A glance up at the skies in 21st century Britain reveals a criss-cross of vapour trails from aircraft jetting off to all sorts of destinations.
But a hundred years ago it was a very different story with very few people having ever seen an aeroplane – as this picture of bemused Heckmondwike folk shows.
The photograph was taken on October 1, 1913, when an Avro biplane landed on the Barley Fields.
According to Norman Ellis’s book, Images of England – Spen Valley, the pilot, F P Raynham was flying from Gainsborough to Moortown in Leeds, to take part in an air race.
Mistaking Heckmondwike for the Leeds area, he landed a few miles short of his destination.
Policemen controlled the crow which gathers, until the plane was able to leave after seven hours.
Norman’s book also shows other forms of transport which people used to take to get around one hundred years ago.
This picture of a decorated cart was taken in Oakenshaw and carries the name of E W Lister and Co, who were worsted spinners at Oak Mills on Cliff Hollins Lane.
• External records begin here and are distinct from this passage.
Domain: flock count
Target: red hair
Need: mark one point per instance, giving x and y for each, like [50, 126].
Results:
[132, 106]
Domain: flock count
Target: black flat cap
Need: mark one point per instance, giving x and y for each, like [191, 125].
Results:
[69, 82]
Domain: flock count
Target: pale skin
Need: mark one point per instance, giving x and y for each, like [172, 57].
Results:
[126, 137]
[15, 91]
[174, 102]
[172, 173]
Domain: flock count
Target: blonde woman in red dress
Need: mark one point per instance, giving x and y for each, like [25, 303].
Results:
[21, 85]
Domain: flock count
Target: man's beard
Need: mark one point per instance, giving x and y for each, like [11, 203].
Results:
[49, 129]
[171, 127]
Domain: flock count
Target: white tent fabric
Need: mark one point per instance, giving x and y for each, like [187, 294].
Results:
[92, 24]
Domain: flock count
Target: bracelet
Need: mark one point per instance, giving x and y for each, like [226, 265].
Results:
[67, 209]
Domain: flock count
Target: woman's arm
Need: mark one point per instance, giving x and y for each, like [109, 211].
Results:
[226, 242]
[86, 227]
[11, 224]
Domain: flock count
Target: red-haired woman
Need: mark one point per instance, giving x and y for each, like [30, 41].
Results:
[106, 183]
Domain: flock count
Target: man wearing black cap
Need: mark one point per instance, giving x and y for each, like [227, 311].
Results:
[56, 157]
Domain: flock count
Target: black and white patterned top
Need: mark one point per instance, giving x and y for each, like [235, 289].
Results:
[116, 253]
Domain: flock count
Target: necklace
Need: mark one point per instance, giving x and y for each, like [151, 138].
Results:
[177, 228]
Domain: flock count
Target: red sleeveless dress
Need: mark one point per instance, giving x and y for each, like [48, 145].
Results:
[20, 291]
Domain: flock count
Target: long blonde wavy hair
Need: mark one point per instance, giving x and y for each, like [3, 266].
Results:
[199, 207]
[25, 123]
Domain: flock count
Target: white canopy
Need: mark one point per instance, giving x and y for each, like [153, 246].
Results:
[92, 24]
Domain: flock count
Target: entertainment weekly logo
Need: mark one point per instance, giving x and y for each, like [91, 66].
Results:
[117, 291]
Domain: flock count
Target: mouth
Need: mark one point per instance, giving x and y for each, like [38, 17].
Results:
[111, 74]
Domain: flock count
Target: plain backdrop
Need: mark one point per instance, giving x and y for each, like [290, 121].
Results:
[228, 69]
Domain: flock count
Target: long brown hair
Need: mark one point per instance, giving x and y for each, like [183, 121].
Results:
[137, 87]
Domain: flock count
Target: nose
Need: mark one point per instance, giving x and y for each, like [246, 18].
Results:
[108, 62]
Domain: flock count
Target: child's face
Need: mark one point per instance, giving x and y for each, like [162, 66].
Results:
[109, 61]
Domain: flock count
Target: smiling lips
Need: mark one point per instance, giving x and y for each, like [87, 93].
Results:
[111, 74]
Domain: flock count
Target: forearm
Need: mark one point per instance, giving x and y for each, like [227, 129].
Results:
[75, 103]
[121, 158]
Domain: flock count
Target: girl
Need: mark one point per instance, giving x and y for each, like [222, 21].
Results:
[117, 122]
It is shown decorated for a roual occasion, possibly the June 1911 coronation. (p120)
Apart from trains, tramcars were the most popular method of public transport and this photograph of tramcar No 19 was taken at the Birkenshaw terminus in Bradford Road, with driver Sam Cooper.
The tramcar was originally open topped, but when the photograph was taken it had received a top cover, designed to fit inside the upper deck sides.
The handbell near the driver replaced an earlier foot gong.
These and other features suggest the photograph was taken around the time of the First World War.